À l'époque où Alex Giguère et ses acolytes contrôlaient le trafic de crack au métro Berri-UQAM, son groupe réalisait 2 millions de dollars en profits annuels. Aujourd'hui, c'est exactement la somme qu'il exige de la Ville, du gouvernement du Québec et du gouvernement fédéral, en compensation pour les souffrances endurées lors de son arrestation mouvementée.

Giguère a été arrêté dans le cadre du projet Machine de la police de Montréal en juin 2009. La police l'avait identifié comme le bras droit du Hells Angel Daniel Poutine Leclerc, qui contrôlait la vente de crack autour du métro Berri-UQAM.

Ce territoire était extrêmement lucratif, les trafiquants pouvant compter sur une abondante clientèle de miséreux qui leur achetaient de 1200 à 2000 roches de crack par semaine, pour des profits annuels de 2 millions, selon la preuve exposée en cour.

Poutine Leclerc ne se montrait jamais au centre-ville. Il s'y faisait représenter par son bras droit, Alex Giguère, qui devait passer les messages du chef et régler tout problème avec les équipes de vendeurs, les comptables, les fiers-à-bras et autres commissionnaires que l'organisation chapeautait dans les édicules de métro, les parcs et les coins de rue.

Maison dans les bois

Giguère habitait bien loin de la clientèle et de l'agitation du centre-ville. Il possédait une coquette maison dans les bois, à Saint-Colomban, avec sa conjointe. Les policiers savaient qu'il avait déjà possédé une arme et que le couple avait un berger allemand. Ils savaient aussi avoir affaire à un réseau important du crime organisé, capable de recourir à la violence.

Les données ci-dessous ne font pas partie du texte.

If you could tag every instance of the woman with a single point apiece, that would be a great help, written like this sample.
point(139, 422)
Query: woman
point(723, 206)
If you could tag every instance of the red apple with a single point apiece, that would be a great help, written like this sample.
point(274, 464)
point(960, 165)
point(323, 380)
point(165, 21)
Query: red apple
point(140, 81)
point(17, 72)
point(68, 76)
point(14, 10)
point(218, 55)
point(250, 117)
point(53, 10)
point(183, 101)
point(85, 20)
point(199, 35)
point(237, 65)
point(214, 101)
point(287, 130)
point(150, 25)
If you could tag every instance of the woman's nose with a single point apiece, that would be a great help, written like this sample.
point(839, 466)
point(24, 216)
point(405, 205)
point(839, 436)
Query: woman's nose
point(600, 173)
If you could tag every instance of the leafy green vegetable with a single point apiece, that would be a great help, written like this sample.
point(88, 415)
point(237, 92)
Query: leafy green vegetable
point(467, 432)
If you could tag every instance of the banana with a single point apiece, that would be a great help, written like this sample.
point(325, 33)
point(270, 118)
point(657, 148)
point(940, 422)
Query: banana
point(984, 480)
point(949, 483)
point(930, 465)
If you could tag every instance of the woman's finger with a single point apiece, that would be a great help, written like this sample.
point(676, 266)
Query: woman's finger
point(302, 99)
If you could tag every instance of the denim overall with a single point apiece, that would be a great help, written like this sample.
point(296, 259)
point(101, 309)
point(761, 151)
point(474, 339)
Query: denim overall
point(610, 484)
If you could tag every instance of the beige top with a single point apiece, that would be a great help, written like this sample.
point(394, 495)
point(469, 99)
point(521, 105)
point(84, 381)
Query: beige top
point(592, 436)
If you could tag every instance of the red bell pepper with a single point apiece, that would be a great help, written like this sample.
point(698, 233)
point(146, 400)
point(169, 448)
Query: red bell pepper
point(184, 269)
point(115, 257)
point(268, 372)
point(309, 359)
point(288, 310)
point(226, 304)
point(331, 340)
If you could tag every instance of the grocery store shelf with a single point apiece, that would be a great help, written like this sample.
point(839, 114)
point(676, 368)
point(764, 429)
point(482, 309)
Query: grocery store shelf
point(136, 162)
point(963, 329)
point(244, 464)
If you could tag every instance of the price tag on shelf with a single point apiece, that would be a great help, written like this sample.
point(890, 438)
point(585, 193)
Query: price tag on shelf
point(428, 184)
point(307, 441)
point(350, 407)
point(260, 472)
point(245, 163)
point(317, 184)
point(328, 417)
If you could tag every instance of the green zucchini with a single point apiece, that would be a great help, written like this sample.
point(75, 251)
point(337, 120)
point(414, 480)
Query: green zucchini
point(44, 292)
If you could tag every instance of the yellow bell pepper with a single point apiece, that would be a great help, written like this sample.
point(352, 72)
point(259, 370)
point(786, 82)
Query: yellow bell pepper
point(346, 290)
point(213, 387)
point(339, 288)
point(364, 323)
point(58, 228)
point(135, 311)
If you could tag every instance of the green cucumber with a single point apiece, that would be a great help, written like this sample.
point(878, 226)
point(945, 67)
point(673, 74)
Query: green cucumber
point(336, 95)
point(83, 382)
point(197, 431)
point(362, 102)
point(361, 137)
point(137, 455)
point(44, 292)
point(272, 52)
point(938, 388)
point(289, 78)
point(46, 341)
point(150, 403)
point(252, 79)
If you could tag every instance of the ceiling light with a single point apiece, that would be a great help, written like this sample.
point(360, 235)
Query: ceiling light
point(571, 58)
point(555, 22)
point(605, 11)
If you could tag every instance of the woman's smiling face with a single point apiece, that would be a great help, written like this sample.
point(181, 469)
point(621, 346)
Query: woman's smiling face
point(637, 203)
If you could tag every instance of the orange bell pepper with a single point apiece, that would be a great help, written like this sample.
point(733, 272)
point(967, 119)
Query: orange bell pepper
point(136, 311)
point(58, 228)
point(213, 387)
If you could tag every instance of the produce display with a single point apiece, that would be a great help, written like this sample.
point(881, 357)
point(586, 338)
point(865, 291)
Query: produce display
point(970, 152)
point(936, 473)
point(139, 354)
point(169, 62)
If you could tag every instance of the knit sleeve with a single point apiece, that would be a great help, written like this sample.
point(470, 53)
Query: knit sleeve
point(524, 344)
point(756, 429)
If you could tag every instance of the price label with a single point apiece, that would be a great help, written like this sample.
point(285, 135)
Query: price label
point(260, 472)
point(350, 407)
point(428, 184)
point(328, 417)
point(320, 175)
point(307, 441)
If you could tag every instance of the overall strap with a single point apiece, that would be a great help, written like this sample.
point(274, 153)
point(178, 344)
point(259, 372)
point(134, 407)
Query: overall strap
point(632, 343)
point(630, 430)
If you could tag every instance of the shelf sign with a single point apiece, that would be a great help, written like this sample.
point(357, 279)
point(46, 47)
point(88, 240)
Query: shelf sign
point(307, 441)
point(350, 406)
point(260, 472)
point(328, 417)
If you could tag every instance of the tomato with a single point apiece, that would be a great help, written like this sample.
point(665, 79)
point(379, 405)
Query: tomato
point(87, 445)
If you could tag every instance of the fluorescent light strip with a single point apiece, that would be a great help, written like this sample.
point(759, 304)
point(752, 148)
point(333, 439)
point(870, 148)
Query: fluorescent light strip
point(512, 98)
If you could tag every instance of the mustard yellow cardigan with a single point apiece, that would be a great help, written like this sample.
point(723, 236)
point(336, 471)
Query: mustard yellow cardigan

Dans la nuit du 2 au 3 juin 2009, les policiers frappent simultanément chez 27 suspects dans le cadre du projet Machine. Le Groupe tactique d'intervention de la GRC, qui assiste le SPVM dans ce dossier, s'avance en catimini vers la maison de Giguère. À l'intérieur, le chien commence à aboyer. La conjointe de Giguère, intriguée, s'approche de l'entrée avant de la résidence.

Au même moment, les policiers tirent des coups de feu dans la serrure pour défoncer la porte. La conjointe de Giguère est atteinte au bras (par des éclats, selon les policiers, par des plombs de fusil, selon elle). Elle saigne abondamment. Le chien aussi est blessé.

Les policiers lancent aussi une grenade assourdissante près de Giguère, qui se tient à proximité. Complètement sonné, il s'affaisse sur le sol.

Douleurs et choc post-traumatique

Giguère et sa conjointe estiment que la police a agi de façon abusive en entrant de force chez eux, et qu'elle aurait pu simplement les avertir de son arrivée.

Dans une poursuite déposée à la cour, ceux-ci prétendent que la femme a été gardée sur place pendant des heures, malgré ses saignements, sa douleur et ses vomissements. Lorsqu'elle a finalement été transportée à l'hôpital, elle a dû être opérée et gardée en observation pendant six jours.

Elle prétend avoir dû suivre un long processus de réadaptation et de rééducation. Elle dit aussi toujours souffrir de douleurs chroniques et d'un violent choc post-traumatique.

Alex Giguère a finalement plaidé coupable à des accusations liées au trafic de crack et écopé d'une peine de deux ans de prison. Il dit maintenant être «en transition suite à son incarcération». Il affirme aussi avoir souffert de troubles auditifs, fatigue et haute pression «causés par l'intervention abusive des agents».

Dans sa poursuite, le couple ratisse large: il estime avoir le droit de réclamer une compensation financière à la Ville de Montréal (de qui relève le SPVM), au gouvernement du Québec (parce que la Sûreté du Québec participait à l'enquête) et au gouvernement du Canada (parce que la GRC a participé au raid sur sa maison).

«La demanderesse et le demandeur réclament la somme de 2 000 000$ pour le préjudice physique et moral qu'ils ont subi en conséquence de l'opération abusive et négligente effectuée à leur domicile par les agents des défendeurs», précise la requête déposée en cour.

Les trois ordres de gouvernement n'ont pas encore présenté leur défense dans cette affaire.